Olhos fixos nos pobres
Papa almoça com os pobres no Vaticano - Vaticannews (2018) |
Olhos fixos nos pobres é dimensão
intrínseca da fé cristã – quem fixa o olhar em Cristo, de verdade, encontra os
pobres. Um olhar que ultrapassa o sentido de uma imagem apreendida. Trata-se de
sensibilidade essencial para exercer a fé, a cidadania e celebrar, no domingo,
19 de novembro, o sétimo Dia Mundial dos Pobres, inspiradora convocação do Papa
Francisco. Especialmente neste ano, a Igreja pede a todos que acolha a
interpelação vinda do Livro de Tobias: “Nunca afastes de algum pobre o teu
olhar!”. Sábia, forte e instigante é esta interpelação da Palavra de Deus,
sublinhada pelo Papa Francisco, para inspirar e fecundar o caminho das
comunidades, na vivência autêntica e comprometida da fé em Jesus. É
tarefa missionária dos cristãos e de cada cidadão enfrentar a pobreza e as
misérias, que acentuam exclusões sociais e discriminações vergonhosas. Fixar o
olhar em Jesus e, consequentemente, nos pobres, permite amadurecer a compreensão
sobre a sacralidade de cada ser humano.
A sombra que obscurece o entendimento sobre
a condição humana precisa ser dissipada para que seja velozmente superada a
indiferença que faz desviar o olhar dos pobres. A indiferença também leva à
disseminação de discursos que são apenas ideológicos: aparentemente buscam a
defesa dos pobres, mas, na verdade, não conseguem efetivar a proximidade
solidária, promover ações concretas capazes de mudar a realidade de tantos
excluídos. O acolhimento dos pobres há de ser gesto concreto diário, com a
consciência esclarecida quanto à necessidade, sempre urgente, de se enfrentar a
pobreza nas cidades, sublinha o Papa Francisco. Celebrar o 7º Dia Mundial dos
Pobres, precedendo a festa de Cristo Rei do Universo, é poder compreender a
realeza de Cristo. Isto significa assinar o compromisso de cuidar dos pobres,
buscando reconhecer em todas as pessoas, igualmente, a dignidade
humana.
A recomendação “Nunca afastes de algum
pobre o teu olhar” remete ao alcance do testemunho cristão e cidadão. A
eloquência sapiencial deste conselho permite alcançar o sentido da cena
familiar narrada na Palavra de Deus: o pai, Tobite, se despede do filho,
Tobias, pouco antes do início de uma longa viagem. O velho pai, prevendo a
possibilidade de não mais ver o filho, confia-lhe um relevante testamento
espiritual, assentado na sua condição de pobre, já cego, testemunhando que Deus
sempre foi o seu bem. A recomendação do velho pai ao filho é mais que indicação
para ser guardada na memória, vai além de uma simples oração a Deus. O pai pede
ao filho o compromisso de viver na justiça e praticar boas obras, incluindo,
efetiva e diariamente, o cuidado dos pobres. Tobite, apesar de carregar
pesos existenciais, hospedou sempre no seu coração o compromisso de cuidar dos
pobres, dando pão aos esfomeados e vestindo os nus. Interpelante é o conselho
de Tobite ao recomendar ao filho para ir procurar o pobre e trazê-lo para que
juntos partilhem uma refeição. O Dia Mundial dos Pobres busca contribuir para
que se efetive, entre todos, a amizade social.

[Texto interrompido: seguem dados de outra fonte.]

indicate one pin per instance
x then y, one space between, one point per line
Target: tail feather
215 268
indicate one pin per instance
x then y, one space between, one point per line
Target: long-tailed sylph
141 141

Os que celebram a Eucaristia são desafiados
a compreender a sua força como convocação à comunhão pelo gesto concreto de
compartilhar refeições e superar todo tipo de desperdício e ostentação, tão
comuns no estilo de vida vigente na contemporaneidade. O pobre há de se tornar
uma prioridade na vida de cada um, para acender luzes capazes de fazer os olhos
alcançarem a sabedoria alicerçada no sentido de justiça, no compromisso com a
promoção da igualdade. Mas o testemunho da caridade, muitas vezes, gera certo
incômodo, pois coloca em evidência graves problemas que ainda demandam por
respostas. Por testemunhar a caridade, Tobite perdeu tudo, por imposição do
rei. Olhar para os excluídos da sociedade requer, pois, coragem. Aqueles que
testemunham a caridade ajudam a abrir o caminho para grandes mudanças no
enfrentamento das exclusões.
Testemunhar a caridade é bem mais que
tratar os pobres apressadamente, a partir de certo comodismo, apenas para ficar
“livre” ou se sentir aliviado. Deve-se ir atrás dos mais sofridos e não
simplesmente esperar que os pobres apresentem suas necessidades. É preciso ter
coragem para buscar superar os vários tipos de pobreza, com a certeza da
recompensa amorosa de Deus. Como bem dizia São Vicente de Paulo, “Deus ama os
pobres, e ama aqueles que os amam”. Reconheça-se, assim, o artigo central da fé
cristã que aponta para este desafio: cultivar, permanentemente, solicitude
dedicada aos pobres, sem fazer distinções. É preciso ir ao encontro dos pobres
e enfrentar, de maneira cidadã, todo tipo de exclusão. O Papa Francisco, na sua
mensagem para o Dia Mundial dos Pobres deste ano, sublinha que o atual momento
histórico não favorece a atenção aos mais pobres, em razão de ser muito forte o
sonoro apelo ao próprio bem-estar, silenciando a voz dos que vivem na pobreza,
enjaulando-os no anonimato e na indiferença.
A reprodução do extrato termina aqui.